Abacus Global CFO RSUs Vest: 283,333 Shares Converted, Future Vesting Through 2028
Rhea-AI Filing Summary
William H. McCauley Jr., Chief Financial Officer of Abacus Global Management, Inc., reported the vesting and acquisition of 283,333 shares of the issuer's common stock on July 3, 2025 following scheduled and modified restricted stock unit (RSU) awards. The Form 4 shows 0 cash paid for these shares and lists 795,000 shares beneficially owned after the transaction. The filing explains the 283,333-share vesting represents two-thirds of an October 27, 2023 RSU grant (including a March 27, 2025 modification) and details additional time-based RSUs that remain outstanding and will vest in future years, including grants from October 27, 2023; February 13, 2024; December 13, 2024; and April 2, 2025.
Positive
- 283,333 shares vested and were acquired by the CFO on July 3, 2025, increasing insider ownership
- The filing transparently discloses the March 27, 2025 modification to the October 27, 2023 RSU grant and the resulting vesting schedule
- Detailed schedule of outstanding time-based RSUs provided, showing future vesting dates through 2028
Negative
- 795,000 shares are beneficially owned after the transaction, and multiple large RSU grants remain outstanding that will vest in future years
- The transaction reflects issuance/vesting of shares at $0 cash price, which increases insider-held shares without an open-market purchase
Insights
TL;DR: Insider acquired 283,333 shares via RSU vesting, raising beneficial ownership to 795,000 shares; no cash paid.
The transaction is a routine insider vesting event rather than an open-market purchase or sale. The filing records the conversion of RSUs into common stock at no cash price, increasing the reporting person's direct holdings to 795,000 shares. Multiple outstanding time-based RSU grants remain scheduled to vest over 2025–2028, which could further increase insider holdings over time. This is informational for ownership tracking but does not disclose any cash consideration or open-market activity.
TL;DR: The Form 4 documents standard compensation vesting and a prior RSU modification; it raises governance transparency on executive equity.

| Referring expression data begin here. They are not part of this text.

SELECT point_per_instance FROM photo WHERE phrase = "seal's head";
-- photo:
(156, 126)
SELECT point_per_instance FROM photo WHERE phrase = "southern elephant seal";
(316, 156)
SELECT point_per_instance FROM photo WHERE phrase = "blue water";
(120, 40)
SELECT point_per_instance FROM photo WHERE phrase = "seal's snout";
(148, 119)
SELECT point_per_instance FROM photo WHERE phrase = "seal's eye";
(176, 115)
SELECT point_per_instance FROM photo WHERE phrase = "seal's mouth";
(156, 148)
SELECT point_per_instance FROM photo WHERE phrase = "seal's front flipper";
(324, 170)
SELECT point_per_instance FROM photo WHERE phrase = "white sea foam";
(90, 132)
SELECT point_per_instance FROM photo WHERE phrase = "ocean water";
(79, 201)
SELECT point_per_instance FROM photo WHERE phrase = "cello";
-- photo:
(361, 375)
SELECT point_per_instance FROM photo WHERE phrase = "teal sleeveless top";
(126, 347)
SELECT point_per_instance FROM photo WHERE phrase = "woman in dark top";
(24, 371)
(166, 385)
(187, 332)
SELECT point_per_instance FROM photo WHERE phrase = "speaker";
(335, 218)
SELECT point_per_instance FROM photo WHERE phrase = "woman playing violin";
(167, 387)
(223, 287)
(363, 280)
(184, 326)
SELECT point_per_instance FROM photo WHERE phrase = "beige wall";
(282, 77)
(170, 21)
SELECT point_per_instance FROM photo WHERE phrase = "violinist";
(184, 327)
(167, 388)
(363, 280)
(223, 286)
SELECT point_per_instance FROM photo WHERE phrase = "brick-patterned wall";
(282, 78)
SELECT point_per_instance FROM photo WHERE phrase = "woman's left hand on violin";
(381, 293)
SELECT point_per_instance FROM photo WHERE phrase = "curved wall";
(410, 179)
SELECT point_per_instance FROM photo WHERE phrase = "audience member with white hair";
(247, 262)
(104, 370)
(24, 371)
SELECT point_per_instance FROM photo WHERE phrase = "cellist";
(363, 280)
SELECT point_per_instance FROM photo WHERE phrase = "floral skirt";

The filing explicitly explains a March 27, 2025 modification to an October 27, 2023 RSU award that altered the vesting schedule to one-third annually on July 3 of 2024–2026. It also catalogs additional RSU grants with staggered vesting through 2028. These disclosures provide clear traceability of executive equity compensation and timing, which is useful for assessing alignment with shareholder interests.
Insider Trade Summary
| Type | Security | Shares | Price | Value |
|---|---|---|---|---|
| Grant/Award | Common Stock | 283,333 | $0.00 | -- |
Footnotes (1)
- Reflects the vesting of 283,333 shares on July 3, 2025, which reflects the vesting of 2/3 of the RSUs granted to the Reporting Person on October 27, 2023, to account for the vesting of 166,667 shares on July 3, 2025, plus the vesting of an additional 116,666 shares from the October 27, 2023 RSU grant following the Issuer's modification of the October 27, 2023 RSU grant terms that, as revised on March 27, 2025, provides for the vesting of one-third of the grant on each of July 3 of 2024, 2025 and 2026. Includes certain time-based RSUs that remain outstanding that will vest and be converted to a like number of the Issuer's common stock that were previously reported on Table II, including (i) 166,667 time-based RSUs granted on October 27, 2023, and revised on March 27, 2025, providing that, as revised, effective July 3, 2025 one-third of the RSUs are to vest on July 3 of each of 2024, 2025, and 2026 and (ii) 8,000 time-based RSUs granted on February 13, 2024, one third of which will vest on February 13 of each of 2025, 2026, and 2027, (iii) 125,000 time-based RSUs granted on December 13, 2024, one third of which will vest on December 13 of each of 2025, 2026, and 2027, and (ii) 125,000 time-based RSUs granted on April 2, 2025, one third of which will vest on March 27 of each of 2026, 2027, and 2028.